Although HER2 was routinely used as a predictor of invasive breast cancer response to anti-HER2 therapy such as trastuzumab, the potential role of anti-HER2 regimens in the treatment of HER2-overexpressed DCIS was unknown. The potential impact of trastuzumab on DCIS recurrence is currently investigated in the NSABP B-43 trial, a prospective randomized trial in which HER2-positive DCIS patients underwent BCT and randomly received or not received two doses of trastuzumab (13).

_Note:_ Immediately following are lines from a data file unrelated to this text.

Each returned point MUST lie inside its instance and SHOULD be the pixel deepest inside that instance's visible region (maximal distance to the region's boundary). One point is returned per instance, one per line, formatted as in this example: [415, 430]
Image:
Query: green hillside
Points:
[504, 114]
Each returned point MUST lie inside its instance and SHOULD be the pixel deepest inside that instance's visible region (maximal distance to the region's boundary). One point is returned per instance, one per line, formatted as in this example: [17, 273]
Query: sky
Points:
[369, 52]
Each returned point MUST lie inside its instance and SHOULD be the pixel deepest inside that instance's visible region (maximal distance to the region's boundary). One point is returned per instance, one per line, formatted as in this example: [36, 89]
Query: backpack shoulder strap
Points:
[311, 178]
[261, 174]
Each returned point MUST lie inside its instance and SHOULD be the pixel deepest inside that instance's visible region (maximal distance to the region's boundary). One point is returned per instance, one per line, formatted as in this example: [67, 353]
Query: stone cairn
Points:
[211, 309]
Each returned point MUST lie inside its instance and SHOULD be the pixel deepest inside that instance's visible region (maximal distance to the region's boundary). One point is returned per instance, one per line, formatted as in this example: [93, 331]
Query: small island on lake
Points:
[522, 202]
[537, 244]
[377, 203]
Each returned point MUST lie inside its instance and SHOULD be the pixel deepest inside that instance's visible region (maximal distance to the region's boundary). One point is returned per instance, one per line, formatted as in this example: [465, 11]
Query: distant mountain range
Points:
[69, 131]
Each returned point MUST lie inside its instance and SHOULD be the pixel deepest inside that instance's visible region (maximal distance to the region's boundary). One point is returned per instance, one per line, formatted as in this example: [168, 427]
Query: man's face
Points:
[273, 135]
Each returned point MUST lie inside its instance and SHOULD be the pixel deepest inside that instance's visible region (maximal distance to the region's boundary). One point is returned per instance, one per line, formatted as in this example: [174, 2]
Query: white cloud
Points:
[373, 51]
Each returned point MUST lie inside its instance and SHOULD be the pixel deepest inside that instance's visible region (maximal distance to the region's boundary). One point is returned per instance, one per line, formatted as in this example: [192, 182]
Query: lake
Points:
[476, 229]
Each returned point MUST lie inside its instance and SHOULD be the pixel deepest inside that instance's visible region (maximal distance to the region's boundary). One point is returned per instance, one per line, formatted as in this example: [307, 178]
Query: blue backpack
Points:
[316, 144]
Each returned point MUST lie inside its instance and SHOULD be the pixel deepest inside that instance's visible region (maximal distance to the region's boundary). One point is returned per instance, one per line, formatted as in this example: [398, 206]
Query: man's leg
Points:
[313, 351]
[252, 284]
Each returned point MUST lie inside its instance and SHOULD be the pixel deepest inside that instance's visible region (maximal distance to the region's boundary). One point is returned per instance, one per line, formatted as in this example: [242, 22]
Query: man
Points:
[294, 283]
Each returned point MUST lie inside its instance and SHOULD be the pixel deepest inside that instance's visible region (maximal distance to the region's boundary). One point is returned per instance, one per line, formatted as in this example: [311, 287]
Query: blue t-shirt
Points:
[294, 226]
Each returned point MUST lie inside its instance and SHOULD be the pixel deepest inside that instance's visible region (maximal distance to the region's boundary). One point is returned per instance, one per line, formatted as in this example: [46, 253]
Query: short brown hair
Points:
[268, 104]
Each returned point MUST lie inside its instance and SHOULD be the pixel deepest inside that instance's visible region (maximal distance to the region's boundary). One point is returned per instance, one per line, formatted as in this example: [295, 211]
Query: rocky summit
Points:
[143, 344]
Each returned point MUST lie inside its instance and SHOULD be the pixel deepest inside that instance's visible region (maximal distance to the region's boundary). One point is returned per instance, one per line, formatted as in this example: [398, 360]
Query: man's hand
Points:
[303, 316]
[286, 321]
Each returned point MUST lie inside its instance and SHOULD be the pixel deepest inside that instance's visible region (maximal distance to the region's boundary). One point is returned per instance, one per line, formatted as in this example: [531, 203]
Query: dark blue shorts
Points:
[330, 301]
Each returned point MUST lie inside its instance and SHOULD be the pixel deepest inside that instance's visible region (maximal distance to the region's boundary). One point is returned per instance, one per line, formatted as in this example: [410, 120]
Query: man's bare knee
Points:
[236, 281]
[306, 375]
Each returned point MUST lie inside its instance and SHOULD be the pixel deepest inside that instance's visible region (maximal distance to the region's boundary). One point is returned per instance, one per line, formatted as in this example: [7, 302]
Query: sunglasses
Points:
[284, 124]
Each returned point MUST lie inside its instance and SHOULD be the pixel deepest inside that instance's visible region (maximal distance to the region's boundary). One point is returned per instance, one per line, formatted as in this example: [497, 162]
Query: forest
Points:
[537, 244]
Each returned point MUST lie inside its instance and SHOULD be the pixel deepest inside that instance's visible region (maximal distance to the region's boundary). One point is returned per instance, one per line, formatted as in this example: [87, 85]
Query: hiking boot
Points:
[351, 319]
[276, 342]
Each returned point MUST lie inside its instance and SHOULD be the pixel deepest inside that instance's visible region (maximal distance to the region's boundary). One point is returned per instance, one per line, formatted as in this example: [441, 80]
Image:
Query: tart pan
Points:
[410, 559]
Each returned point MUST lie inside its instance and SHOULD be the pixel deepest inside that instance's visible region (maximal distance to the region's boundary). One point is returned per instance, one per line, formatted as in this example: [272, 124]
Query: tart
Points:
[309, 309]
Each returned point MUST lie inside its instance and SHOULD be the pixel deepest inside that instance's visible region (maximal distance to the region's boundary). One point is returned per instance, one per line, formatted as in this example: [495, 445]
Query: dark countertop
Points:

Some limitations of our study should be acknowledged. First, as a retrospective study, recurrence events were probably underreported or misinformed. Second, the current analysis was based on a median 80-month follow-up and a small sample size of BCS, and more accurate annual recurrence pattern might be seen by analyzing more patients and longer follow-up. Ideally, our observations should be validated in prospective cohort studies. Third, results of FISH test of HER2 might give more information, however, FISH test is not routinely performed in DCIS.

In conclusion, our results suggest that overexpression of HER2 is related to the recurrence in DCIS after breast conservation. We should take the HER2 status into consideration when evaluating local recurrence risk and establishing clinic treatment strategy for DCIS.